La cartiera Bilotti chiuse i battenti nel 1972 lasciando un centinaio di lavoratori, da mesi in cassa integrazione, senza lavoro. Pochi mesi prima il “caso cartai” venne portato tra gli scanni di Montecitorio dall’ex fascista e deputato missino per la circoscrizione di Catanzaro-Cosenza-Reggio, Antonino Tripodi. Il politico calabrese si rivolse all’allora ministro dell’Industria, del Commercio e dell’Artigianato, il socialista Mauro Ferri. Chiedendo al ministro come «intende intervenire con l’urgenza e la perentorietà che il caso richiede per evitare che in provincia di Cosenza continuino a ripetersi recessioni produttivistiche con drammatiche conseguenze sull’occupazione operaia».
In quei mesi aveva decretato lo stop della produzione e l’inizio della dismissione lo stabilimento tessile di Cetraro che occupava 500 dipendenti. Stessa sorte per le metalmeccaniche Cavalli di Rende, mentre anche la Mancuso e Ferro si avviava alla fine della sua gloriosa esistenza. «Non sembra che le autorità locali stiano seriamente agendo per evitare che i dipendenti della cartiera Bilotti perdano, non solo il posto ma anche il presidio di disoccupazione. Se il governo non interviene la già dissestata economia della provincia di Cosenza riceverà un colpo fatale…», tuonò Tripodi.
Il ministro Ferri portò alla memoria i due grossi finanziamenti ricevuti dalla cartiera per un totale di poco meno di 200milioni di lire tra il 1969 e il 1970 e la promessa di una proroga a 9 mesi dell’intervento della cassa integrazione.

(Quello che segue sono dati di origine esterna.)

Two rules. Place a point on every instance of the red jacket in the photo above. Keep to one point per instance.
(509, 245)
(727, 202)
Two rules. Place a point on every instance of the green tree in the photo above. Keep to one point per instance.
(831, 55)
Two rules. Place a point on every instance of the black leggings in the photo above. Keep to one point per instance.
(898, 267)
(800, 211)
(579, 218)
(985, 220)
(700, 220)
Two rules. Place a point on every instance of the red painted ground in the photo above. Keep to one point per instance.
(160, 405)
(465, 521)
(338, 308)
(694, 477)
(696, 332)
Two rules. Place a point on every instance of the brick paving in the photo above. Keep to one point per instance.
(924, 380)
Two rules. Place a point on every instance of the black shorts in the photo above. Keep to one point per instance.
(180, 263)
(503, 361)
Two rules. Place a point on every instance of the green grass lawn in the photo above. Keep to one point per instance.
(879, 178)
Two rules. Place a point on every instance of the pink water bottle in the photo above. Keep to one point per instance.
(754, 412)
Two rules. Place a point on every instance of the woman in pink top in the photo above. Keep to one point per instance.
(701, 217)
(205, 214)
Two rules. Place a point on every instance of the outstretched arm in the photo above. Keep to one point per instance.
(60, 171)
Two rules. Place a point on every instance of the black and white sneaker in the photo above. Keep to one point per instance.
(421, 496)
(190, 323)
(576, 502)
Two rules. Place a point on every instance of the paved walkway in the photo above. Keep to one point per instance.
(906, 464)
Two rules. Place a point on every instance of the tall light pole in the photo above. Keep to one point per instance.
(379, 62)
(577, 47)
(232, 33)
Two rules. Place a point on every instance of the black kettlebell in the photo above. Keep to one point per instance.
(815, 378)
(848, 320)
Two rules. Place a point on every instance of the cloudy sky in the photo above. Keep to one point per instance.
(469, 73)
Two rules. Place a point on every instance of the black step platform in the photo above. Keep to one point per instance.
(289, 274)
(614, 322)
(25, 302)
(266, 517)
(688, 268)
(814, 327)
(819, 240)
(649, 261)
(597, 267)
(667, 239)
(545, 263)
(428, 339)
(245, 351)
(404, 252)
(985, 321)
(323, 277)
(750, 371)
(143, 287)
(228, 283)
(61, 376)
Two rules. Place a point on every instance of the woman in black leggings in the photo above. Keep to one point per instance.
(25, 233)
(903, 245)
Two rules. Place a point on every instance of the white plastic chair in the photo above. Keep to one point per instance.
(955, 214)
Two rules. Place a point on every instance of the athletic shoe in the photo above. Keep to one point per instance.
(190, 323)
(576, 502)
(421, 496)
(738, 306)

Poi nicchiò: «Alcuni settori produttivi risentono com’è noto, da vari anni, di una recessione […] Tra tali settori è compreso il l’edilizio, il cartario e il tessile, cioè quei settori che riguardano le industrie di Cosenza che recentemente hanno interrotto la loro attività». Continuando: «Ovviamente nelle zone nelle quali il processo di industrializzazione è agli inizi, la chiusura delle industrie viene subito maggiormente avvertita ed il governo tiene in conto tale aspetto, intervenendo con tutti i mezzi di cui dispone».
Divenuta “Cartiera Busento” dopo un piano di ristrutturazione aziendale, la gloriosa fabbrica chiuse definitivamente nel 1976. Una fine tra clamorose perdite, 35 licenziamenti e conti ballerini. Nei capannoni dell’ex cartiera, adibiti a partire dal dicembre del 1997 a discoteca “Soho Music Hall”, molti di noi brindarono al nuovo anno leggeri, psichedelici e sicuramente immemori.